Last year on World Book Day I found an article listing the most commonly translated books from all around the world. It made me realise how narrow my range of reading was so I saved a copy of the list to find and read a copy of each book. As I couldn’t afford to buy everything as new, I searched for library books and second-hand books, but many of them weren’t easy to find.
So I re-thought my list and realised that I didn’t need to read the most translated book from each country in the world, I could find other works of fiction or non-fiction written in or translated to English for each place on the list.
Once I started thinking about what I had read already I found I had books from at least 24 different countries which could be ticked off immediately.
There were some surprises, such as The Hobbit which appeared on the most translated list for South African, as J.R.R Tolkien was born there, but I haven’t counted that one.
South America and Australia seem to be under represented in the books I have already read, so this year, I plan to focus on authors from those continents.
If you’d like to try a globe-trotting literature journey of your own, here are some of my top recommendations.
Want to know more? Here’s a list of most translated books by continent.
The Great Gatsby by F. Scott Fitzgerald
Novelist, script writer and sometimes almost a character in his own stories, this is the best of Fitsgerald’s work. It’s the story of an outsider, a tragic love story and a lavish description of a time and place. Read it to explore The Gilded Age.
The Facts Behind the Helsinki Roccamatios by Yann Martel
Martel is better known for The Life of Pi. This is a book of haunting short stories, each one different from the one before. Read them and they will remain in your mind like afterimages from staring at a too bright light.
The Little Prince by Antoine de St-Exupery
St-Exupery was a French aviator and writer, who was lost flying a reconnaissance mission, which oddly echoes part of this story. The Little Prince is a fairy story for people of all ages, quick to read but a book to return to and rediscover again and again.
The Kalevala by Elias Lonnrot
This is a collection of Finnish and Karelian folklore and mythology. This was a life’s work for Lonnrot who travelled extensively noting down the stories before they disappeared. Nowadays the characters from the Kalevala appear in modern jewellery and design, in place names and enterprises in Finland. The book is worth reading to explore a lesser known mythology.
Half of a Yellow Sun by Chimamanda Ngozi Adichie
In this novel, award winning Nigerian novelist Adiche describes the Nigerian Civil War in a way that makes history about people, not just events. She takes the reader on a journey from luxury to refugee, while describing the country and its people. The descent into chaos and warfare focuses on people, not politics and governments making this book emotionally powerful and affecting.

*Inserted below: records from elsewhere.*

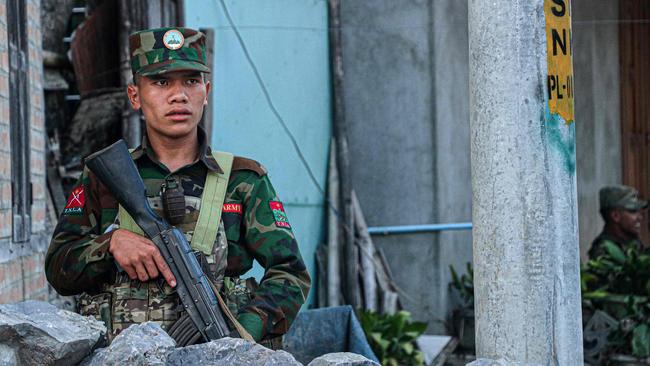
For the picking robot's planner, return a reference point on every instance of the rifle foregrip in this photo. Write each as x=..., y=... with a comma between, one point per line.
x=114, y=167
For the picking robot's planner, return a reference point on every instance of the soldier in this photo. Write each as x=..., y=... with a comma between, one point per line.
x=96, y=250
x=622, y=211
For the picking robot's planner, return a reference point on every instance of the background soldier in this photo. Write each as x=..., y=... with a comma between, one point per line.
x=95, y=248
x=622, y=211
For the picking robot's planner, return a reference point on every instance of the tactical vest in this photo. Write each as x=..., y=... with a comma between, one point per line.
x=126, y=302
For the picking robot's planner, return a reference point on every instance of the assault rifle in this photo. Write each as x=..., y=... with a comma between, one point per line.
x=116, y=170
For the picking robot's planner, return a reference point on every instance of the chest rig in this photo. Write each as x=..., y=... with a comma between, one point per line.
x=126, y=302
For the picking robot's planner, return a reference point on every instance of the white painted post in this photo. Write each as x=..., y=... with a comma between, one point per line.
x=526, y=252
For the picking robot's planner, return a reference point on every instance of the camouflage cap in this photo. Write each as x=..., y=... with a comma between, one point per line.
x=622, y=197
x=160, y=50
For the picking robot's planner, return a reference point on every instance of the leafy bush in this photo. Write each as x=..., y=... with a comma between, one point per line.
x=392, y=337
x=618, y=283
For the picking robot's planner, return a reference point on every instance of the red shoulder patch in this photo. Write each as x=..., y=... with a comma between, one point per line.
x=279, y=215
x=75, y=202
x=232, y=208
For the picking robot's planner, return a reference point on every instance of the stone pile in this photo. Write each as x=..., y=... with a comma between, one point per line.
x=37, y=333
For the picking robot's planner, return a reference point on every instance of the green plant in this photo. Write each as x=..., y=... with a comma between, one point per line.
x=618, y=283
x=392, y=337
x=464, y=284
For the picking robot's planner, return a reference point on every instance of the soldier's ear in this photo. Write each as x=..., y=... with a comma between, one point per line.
x=134, y=96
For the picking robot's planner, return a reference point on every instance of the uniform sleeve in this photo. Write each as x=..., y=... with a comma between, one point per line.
x=77, y=259
x=267, y=236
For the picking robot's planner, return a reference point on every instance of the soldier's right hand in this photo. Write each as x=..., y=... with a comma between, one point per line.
x=139, y=257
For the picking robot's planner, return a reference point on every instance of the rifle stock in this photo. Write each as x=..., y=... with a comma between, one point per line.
x=114, y=167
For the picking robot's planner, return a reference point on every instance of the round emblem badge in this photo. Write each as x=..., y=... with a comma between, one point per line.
x=173, y=39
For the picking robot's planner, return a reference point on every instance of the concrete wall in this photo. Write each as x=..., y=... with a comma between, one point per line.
x=406, y=100
x=21, y=265
x=597, y=108
x=287, y=40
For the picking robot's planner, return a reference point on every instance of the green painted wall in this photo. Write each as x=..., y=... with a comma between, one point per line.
x=287, y=39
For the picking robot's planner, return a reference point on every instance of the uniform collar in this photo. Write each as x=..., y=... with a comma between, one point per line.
x=205, y=153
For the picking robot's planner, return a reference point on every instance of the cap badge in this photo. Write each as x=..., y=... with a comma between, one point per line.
x=173, y=39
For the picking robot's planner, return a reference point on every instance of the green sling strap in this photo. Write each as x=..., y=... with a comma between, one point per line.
x=212, y=199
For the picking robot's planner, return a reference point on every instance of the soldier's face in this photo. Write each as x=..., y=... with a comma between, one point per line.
x=172, y=103
x=629, y=221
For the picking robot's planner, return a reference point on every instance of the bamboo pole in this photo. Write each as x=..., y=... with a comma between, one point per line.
x=333, y=233
x=366, y=252
x=351, y=280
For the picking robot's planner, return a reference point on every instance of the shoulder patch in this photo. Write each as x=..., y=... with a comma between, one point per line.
x=240, y=163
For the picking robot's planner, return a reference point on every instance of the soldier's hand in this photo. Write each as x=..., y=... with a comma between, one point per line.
x=139, y=257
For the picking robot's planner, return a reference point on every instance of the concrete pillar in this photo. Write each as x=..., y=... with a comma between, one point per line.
x=526, y=252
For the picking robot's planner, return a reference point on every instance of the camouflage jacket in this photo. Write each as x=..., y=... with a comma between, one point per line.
x=78, y=259
x=598, y=248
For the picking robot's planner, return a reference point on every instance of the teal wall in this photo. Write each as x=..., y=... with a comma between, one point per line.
x=287, y=40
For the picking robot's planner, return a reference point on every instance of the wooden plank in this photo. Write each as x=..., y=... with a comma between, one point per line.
x=207, y=120
x=634, y=58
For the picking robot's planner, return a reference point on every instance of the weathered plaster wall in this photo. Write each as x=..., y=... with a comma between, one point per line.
x=21, y=265
x=406, y=98
x=597, y=108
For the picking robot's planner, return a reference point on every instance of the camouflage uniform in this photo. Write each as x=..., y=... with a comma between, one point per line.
x=252, y=226
x=622, y=198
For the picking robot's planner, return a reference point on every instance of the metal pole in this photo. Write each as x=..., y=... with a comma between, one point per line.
x=525, y=237
x=414, y=229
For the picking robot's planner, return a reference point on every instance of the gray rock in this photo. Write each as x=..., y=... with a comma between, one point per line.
x=142, y=344
x=37, y=333
x=342, y=359
x=232, y=352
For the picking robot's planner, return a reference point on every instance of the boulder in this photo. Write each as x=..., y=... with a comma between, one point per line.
x=142, y=344
x=232, y=352
x=37, y=333
x=342, y=359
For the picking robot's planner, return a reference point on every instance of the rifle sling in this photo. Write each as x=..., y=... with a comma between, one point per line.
x=207, y=225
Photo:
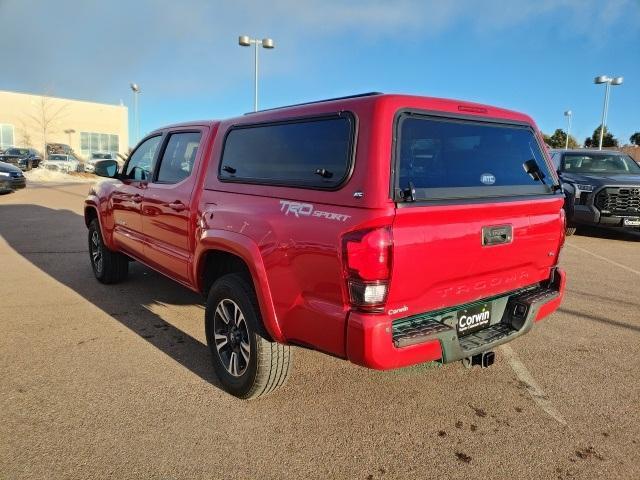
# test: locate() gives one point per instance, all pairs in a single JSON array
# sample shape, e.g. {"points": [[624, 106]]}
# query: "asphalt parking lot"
{"points": [[115, 381]]}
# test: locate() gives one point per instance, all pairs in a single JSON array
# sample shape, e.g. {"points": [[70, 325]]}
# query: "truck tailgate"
{"points": [[439, 259]]}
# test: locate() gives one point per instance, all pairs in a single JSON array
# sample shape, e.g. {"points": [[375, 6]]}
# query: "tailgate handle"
{"points": [[497, 235]]}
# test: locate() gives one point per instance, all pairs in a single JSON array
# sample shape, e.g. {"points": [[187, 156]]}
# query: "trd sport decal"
{"points": [[308, 210]]}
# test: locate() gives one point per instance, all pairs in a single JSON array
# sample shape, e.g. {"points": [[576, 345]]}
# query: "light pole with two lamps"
{"points": [[568, 114], [608, 81], [246, 41], [135, 88]]}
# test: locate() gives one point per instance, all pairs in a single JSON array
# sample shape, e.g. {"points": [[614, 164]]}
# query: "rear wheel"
{"points": [[108, 266], [247, 362]]}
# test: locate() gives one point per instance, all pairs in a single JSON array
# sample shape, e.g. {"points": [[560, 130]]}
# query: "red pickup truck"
{"points": [[388, 230]]}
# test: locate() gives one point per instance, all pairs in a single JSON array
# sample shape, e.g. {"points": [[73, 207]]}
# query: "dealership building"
{"points": [[28, 120]]}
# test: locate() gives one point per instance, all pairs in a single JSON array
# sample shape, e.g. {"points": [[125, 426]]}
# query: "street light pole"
{"points": [[245, 41], [608, 81], [69, 131], [568, 114], [135, 88]]}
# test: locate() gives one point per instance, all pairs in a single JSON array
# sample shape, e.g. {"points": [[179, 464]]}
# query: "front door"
{"points": [[166, 207], [126, 199]]}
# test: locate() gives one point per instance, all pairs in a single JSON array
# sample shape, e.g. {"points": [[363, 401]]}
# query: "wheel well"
{"points": [[89, 215], [217, 263]]}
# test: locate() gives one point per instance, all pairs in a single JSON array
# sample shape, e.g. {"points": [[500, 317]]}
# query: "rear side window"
{"points": [[179, 157], [141, 163], [446, 158], [314, 153]]}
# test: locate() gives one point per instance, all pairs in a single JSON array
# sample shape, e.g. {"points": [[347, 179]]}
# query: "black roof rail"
{"points": [[367, 94]]}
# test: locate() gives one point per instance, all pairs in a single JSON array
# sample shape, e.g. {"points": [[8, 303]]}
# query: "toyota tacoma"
{"points": [[387, 230]]}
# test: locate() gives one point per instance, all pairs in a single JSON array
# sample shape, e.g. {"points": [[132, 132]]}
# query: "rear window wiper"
{"points": [[408, 194], [533, 170], [324, 173]]}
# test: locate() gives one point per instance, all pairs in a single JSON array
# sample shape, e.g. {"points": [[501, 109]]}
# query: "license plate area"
{"points": [[473, 318]]}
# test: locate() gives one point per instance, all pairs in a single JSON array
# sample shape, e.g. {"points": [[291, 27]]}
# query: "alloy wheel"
{"points": [[231, 337], [96, 251]]}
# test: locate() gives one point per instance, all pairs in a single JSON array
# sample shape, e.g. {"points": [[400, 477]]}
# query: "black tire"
{"points": [[108, 266], [261, 365]]}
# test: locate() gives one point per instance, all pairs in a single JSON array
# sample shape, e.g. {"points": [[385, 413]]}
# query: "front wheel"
{"points": [[108, 266], [247, 362]]}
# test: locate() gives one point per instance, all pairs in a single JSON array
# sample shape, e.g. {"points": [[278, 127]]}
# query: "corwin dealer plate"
{"points": [[473, 318], [631, 222]]}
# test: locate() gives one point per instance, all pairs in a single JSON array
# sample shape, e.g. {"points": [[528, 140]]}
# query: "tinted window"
{"points": [[141, 163], [179, 157], [314, 153], [599, 164], [479, 157]]}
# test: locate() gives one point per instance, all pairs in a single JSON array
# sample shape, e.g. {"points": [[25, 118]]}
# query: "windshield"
{"points": [[17, 151], [599, 164], [447, 158]]}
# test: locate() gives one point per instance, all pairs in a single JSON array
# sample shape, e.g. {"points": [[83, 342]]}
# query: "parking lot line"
{"points": [[533, 388], [628, 269]]}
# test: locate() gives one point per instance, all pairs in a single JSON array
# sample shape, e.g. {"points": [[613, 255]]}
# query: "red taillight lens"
{"points": [[367, 257]]}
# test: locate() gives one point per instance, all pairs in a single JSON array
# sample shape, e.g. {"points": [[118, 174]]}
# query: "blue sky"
{"points": [[538, 57]]}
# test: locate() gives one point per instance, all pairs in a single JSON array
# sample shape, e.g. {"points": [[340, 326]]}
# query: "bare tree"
{"points": [[25, 136], [46, 115]]}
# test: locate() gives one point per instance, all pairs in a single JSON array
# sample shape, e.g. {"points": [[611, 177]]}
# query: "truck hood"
{"points": [[601, 180]]}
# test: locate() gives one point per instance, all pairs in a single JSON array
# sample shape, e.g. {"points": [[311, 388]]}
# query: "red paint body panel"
{"points": [[296, 261]]}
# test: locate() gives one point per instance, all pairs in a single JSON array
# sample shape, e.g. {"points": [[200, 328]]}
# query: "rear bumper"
{"points": [[370, 338], [590, 215]]}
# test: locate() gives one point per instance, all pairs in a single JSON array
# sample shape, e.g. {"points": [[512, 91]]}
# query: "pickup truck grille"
{"points": [[619, 201]]}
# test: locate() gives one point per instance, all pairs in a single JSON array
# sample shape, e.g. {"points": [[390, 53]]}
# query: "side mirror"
{"points": [[533, 169], [106, 168]]}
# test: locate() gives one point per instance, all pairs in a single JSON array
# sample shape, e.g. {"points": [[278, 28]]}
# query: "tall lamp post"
{"points": [[135, 88], [568, 114], [608, 81], [69, 131], [246, 41]]}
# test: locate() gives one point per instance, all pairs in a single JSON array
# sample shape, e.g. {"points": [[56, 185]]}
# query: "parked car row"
{"points": [[601, 187], [11, 178], [23, 158], [59, 157]]}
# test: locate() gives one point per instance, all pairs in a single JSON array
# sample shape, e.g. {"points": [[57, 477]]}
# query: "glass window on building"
{"points": [[6, 136], [98, 142]]}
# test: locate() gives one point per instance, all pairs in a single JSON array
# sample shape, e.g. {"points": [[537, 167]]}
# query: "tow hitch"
{"points": [[485, 360]]}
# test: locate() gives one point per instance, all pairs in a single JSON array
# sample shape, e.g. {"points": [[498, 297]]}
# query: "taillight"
{"points": [[367, 256], [563, 217]]}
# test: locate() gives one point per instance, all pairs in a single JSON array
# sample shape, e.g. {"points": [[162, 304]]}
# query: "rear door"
{"points": [[126, 198], [471, 222], [166, 207]]}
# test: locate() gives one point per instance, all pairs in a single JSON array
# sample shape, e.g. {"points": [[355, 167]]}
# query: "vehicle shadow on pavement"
{"points": [[609, 233], [55, 241]]}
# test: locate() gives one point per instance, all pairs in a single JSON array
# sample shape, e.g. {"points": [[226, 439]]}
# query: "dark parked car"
{"points": [[11, 178], [602, 188], [24, 158]]}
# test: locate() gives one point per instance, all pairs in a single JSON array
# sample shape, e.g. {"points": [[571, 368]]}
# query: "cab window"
{"points": [[141, 163], [179, 157]]}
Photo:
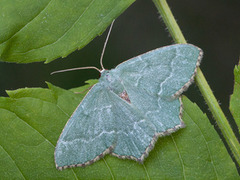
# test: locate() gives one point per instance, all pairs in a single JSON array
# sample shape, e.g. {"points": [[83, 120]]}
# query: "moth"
{"points": [[129, 108]]}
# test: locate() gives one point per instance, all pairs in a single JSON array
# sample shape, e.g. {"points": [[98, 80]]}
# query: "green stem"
{"points": [[206, 91]]}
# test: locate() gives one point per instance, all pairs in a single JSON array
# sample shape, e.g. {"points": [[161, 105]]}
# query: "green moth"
{"points": [[129, 108]]}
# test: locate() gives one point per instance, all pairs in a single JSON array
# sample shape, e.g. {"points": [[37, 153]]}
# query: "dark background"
{"points": [[213, 25]]}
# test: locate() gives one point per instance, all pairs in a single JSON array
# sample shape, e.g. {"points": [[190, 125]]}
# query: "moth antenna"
{"points": [[91, 67], [74, 69], [105, 44]]}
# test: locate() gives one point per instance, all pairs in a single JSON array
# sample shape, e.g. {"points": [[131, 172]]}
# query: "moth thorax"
{"points": [[124, 96]]}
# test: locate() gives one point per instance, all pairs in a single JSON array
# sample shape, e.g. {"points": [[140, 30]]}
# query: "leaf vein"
{"points": [[13, 162], [26, 23]]}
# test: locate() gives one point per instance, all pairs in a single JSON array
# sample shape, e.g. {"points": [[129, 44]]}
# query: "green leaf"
{"points": [[32, 119], [44, 30], [235, 97]]}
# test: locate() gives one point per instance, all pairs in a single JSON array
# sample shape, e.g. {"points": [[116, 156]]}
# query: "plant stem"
{"points": [[206, 91]]}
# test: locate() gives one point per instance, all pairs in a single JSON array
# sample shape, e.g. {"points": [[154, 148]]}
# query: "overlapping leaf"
{"points": [[235, 97], [44, 30], [31, 121]]}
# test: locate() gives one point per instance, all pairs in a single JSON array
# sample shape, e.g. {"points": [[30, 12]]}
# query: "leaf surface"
{"points": [[32, 119], [44, 30], [235, 97]]}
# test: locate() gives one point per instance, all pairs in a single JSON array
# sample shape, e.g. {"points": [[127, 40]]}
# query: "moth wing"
{"points": [[153, 81], [165, 71], [89, 133], [102, 122]]}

The Island by Athol Fugard, John Kani and Winston Ntshona
Athol Fugard is described as South Africa’s foremost playwright, and this play is created jointly by Fugard and Kani and Ntshona of the Serpent Players, drawing on their personal experiences of apartheid. Unlike some plays which are dependent on staging for full effect, this reads well and is a thought provoking but satisfying experience.
A Wild Sheep Chase, by Haruki Murakami
Murakami has said that he alternates between writing novels and short stories. In both forms, he creates a world that is both familiar and at the same time disturbingly different. For a first time Murakami reader this is a good introduction; he is a love him or hate him kind of author but his books are always extraordinary.
Reading Lolita in Tehran by Azar Nafisi
The Iranian/American Nafisi is a professor of English literature as well as a writer and this non-fiction book describes her teaching experience. It is an eye-opening book, following her classes when the schools for women are closed. It explores how the group of women establish their identity despite the restrictions and establish bonds through their interest in literature.